How has globalism changed from the time when camel caravans moved goods and cultures from one continent to another?
That’s the question Case Western Reserve University Baker-Nord Center for the Humanities hopes to answer during its yearlong discussion on “Globalism and Its Origins.”
The discussion launches with Arjun Appadurai, the Goddard Professor of Media, Culture and Communications at New York University, as he delivers the keynote address during the 2010 Humanities Week celebration.
He will set the stage for the yearlong event by arguing that globalism has roots that stretch back in time. His free public talk, How New is Globalism: Reflections on the History of the Present begins at 6 p.m. Sept. 30, in the Wolstein Auditorium, 2103 Cornell Road.
The contemporary social-cultural anthropologist is among the visionaries who framed the concept of what is known as globalism. He will discuss the extent to which the world has always been a place of faraway locations and distant times.

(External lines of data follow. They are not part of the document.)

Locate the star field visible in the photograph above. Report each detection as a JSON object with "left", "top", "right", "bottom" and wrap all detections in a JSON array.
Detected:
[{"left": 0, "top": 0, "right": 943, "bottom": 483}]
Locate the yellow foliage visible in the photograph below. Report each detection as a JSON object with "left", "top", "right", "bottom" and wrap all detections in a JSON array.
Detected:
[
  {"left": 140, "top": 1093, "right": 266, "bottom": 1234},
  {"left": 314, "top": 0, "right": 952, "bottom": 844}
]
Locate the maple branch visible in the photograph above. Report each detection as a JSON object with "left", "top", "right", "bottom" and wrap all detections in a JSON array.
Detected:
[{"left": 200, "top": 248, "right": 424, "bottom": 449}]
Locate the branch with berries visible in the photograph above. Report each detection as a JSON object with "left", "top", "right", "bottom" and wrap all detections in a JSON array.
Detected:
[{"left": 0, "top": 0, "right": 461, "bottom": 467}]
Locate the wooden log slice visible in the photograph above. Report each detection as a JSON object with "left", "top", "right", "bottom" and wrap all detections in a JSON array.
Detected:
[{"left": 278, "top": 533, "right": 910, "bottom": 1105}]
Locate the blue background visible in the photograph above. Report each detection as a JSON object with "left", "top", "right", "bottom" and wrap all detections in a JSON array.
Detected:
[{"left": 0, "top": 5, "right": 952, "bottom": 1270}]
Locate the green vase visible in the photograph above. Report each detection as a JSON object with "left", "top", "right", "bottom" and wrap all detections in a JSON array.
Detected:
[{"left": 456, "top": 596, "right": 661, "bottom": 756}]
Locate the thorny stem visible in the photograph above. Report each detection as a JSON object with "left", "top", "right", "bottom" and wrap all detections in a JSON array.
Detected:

Additionally, he’ll assert the need for a new approach to the study of globalism—one that moves away from single factors, forces and causes and focuses instead on the idea that large-scale connectivity saturates the practices of everyday life.
Appadurai is the author of numerous books and scholarly articles including Fear of Small Numbers: An Essay on the Geography of Anger (2006, Duke University Press) and Modernity at Large: Cultural Dimensions of Globalization (1996, University of Minnesota Press; 1997, Oxford University Press, Delhi).
He is one of the founders of the Interdisciplinary Network on Globalization, a consortium of institutions in various parts of the world devoted to the study of global politics and culture.